En estas circunstancias, la coalición opositora, que surgió a raíz de la crisis del 2018 y que aglutinaba estudiantes, campesinos, feministas, jubilados, indígenas, católicos, sandinistas históricos, antisandinistas y ecologistas terminó quebrándose. En realidad, era una oposición con excesiva cantidad de sensibilidades ideológicas e intereses sectoriales que sólo convergían en su rechazo al régimen Cuando las movilizaciones desaparecieron surgieron líderes políticos opositores dispersos, sin mayor base social, que el régimen encarceló aprovechando la legislación represiva, lo que abrió camino una victoria electoral no competitiva.
Las pasadas elecciones de noviembre de 2021 sirvieron para la consolidación del régimen totalitario. En efecto, el orteguismo emprendió unos comicios con las cartas marcadas, después de haber sobrevivido al embate opositor de la rebelión de 2018. De hecho, al controlar el Consejo Supremo Electoral, pudo vetar y anular candidatos y organizaciones políticas en función de la reelección de Ortega.

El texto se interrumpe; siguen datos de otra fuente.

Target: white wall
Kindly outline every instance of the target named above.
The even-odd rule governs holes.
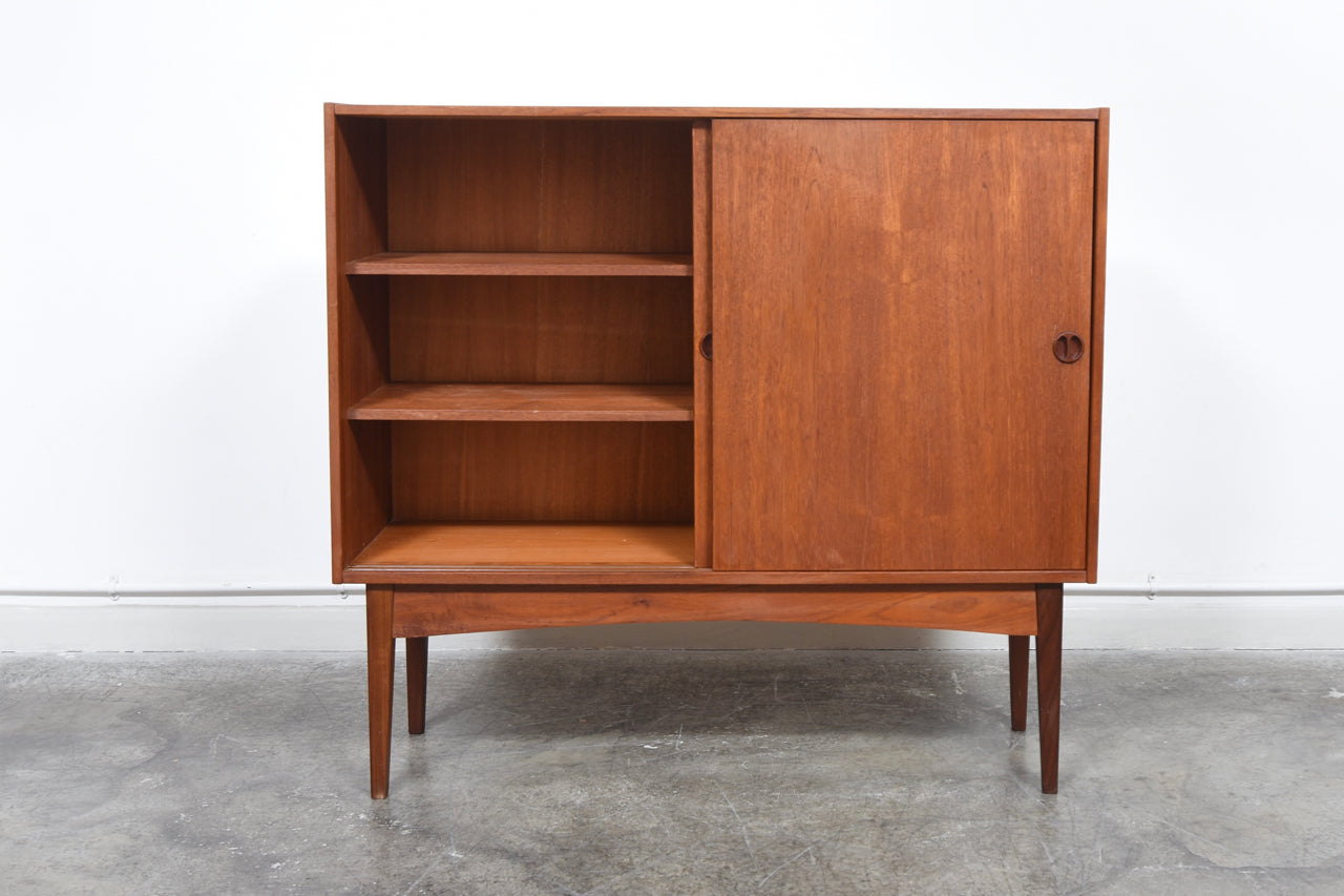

Las dos principales organizaciones surgidas a raíz del estallido –Alianza Cívica (AC) y Unidad Nacional Azul y Blanco (UNAB)– no lograron convertir entonces la energía callejera en poder, para negociar reformas clave, ni pudieron convertirse en vehículo electoral o fuerza política. Ello revela la incapacidad de la oposición para articular una propuesta común, la que además se ha equivocado en apelar al antisandinismo.
En efecto, más allá de Ortega, el sandinismo es una cultura nacional, que incluye militantes históricos, hoy día enemigos del dictador. “…es complicado armar un discurso mayoritario si se criminaliza (y no integra) la identidad sandinista que, de lejos, es la más extendida en el país. Además, el discurso antisandinista furibundo reditúa a Ortega porque, al posicionarlo como referente único del sandinismo, favorece su consolidación dentro del partido, en vez de fraccionarlo”. Por otra parte, la oposición se ha mostrado excesivamente dependiente de la comunidad internacional, lo que ha facilitado al régimen apelar al argumento del “golpe blando” y al nacionalismo antiimperialista. (S. Puig y M. Jarquín, El Precio de la Perpetuación de Daniel Ortega, Nueva Sociedad, junio 2021).
Las perspectivas en favor de la democracia en Nicaragua no son alentadoras. Con una oposición débil y fragmentada, la familia Ortega-Murillo, ha consolidado un poder político absoluto en el país. Por ahora Ortega está ganando; pero, como bien ha dicho José Saramago “La victoria tiene algo negativo; jamás es definitiva.”